Debt Market Outlook


Debt Market Outlook

  • The US Federal Reserve (FED) expectedly hiked policy rates by 75 bps (100 bps = 1.0%) to 3.75%-4% target range at the FOMC meeting in November 2022 and quoted the need for ongoing hikes until rates became “sufficiently restrictive”. Furthermore, the FED indicated an ultimate rate level higher than previously expected, but with slower than current pace of rate increases.
  • The ECB raised its policy rates by 75 bps and indicated further rate hikes at many more meetings. The ECB’s decision to revise the terms on its targeted long term refinancing operations surprised the markets.
  • Global market’s hopes for a FED “pause/pivot” were dashed by Governor Powell and markets were woken to the need to come to terms with a higher-for-longer policy rate regime.

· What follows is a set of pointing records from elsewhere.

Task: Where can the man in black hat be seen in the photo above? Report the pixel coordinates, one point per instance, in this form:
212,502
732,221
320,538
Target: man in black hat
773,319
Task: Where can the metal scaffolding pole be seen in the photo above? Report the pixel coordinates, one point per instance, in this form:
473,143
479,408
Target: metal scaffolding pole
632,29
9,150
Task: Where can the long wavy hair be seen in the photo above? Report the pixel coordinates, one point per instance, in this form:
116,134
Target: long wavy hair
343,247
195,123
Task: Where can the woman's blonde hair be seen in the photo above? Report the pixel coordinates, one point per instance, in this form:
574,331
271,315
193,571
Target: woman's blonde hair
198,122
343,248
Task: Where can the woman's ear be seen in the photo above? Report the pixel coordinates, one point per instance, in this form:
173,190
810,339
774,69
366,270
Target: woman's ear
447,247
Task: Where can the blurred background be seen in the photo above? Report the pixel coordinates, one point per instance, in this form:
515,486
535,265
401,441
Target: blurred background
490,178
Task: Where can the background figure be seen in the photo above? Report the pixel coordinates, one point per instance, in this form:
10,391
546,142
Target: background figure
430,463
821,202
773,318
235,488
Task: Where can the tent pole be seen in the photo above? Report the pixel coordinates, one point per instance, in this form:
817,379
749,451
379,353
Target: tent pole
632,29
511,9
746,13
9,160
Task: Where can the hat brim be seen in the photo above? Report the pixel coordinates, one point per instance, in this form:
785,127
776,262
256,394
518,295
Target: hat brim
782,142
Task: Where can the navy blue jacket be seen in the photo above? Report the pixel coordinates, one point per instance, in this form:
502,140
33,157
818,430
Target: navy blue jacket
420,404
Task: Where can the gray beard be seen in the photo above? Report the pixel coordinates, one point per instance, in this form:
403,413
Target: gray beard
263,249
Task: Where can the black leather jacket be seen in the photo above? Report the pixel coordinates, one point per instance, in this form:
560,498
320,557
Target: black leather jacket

With US policy rates expected to peak around 5%, emerging markets may need to maintain a significant interest rate differential. We expect a high likelihood of RBI raising the policy repo rate by 35-50 bps in December 2022 and see upward risks to our peak India repo rate expectation of 6.25% - 6.50%.
  • Though global institutions voiced concerns over the pace of US policy rate tightening, and this had raised hopes of a dovish FED hike, we further reduced duration and increased cash holdings across our portfolio in October 2022; on the back of RBI’s September 2022 Monetary Policy (MPC) meeting and the OPEC+ oil production cut.
  • We expect the markets to provide good investment opportunities to deploy our cash over the medium term. The increase in the credit deposit ratio of the banking system has led to higher short term interest rates and supply of tradable bank issuances and this has made the shorter end attractive for a risk/reward perspective. We will continue to look at tactical investment opportunities across benchmark sovereign bonds.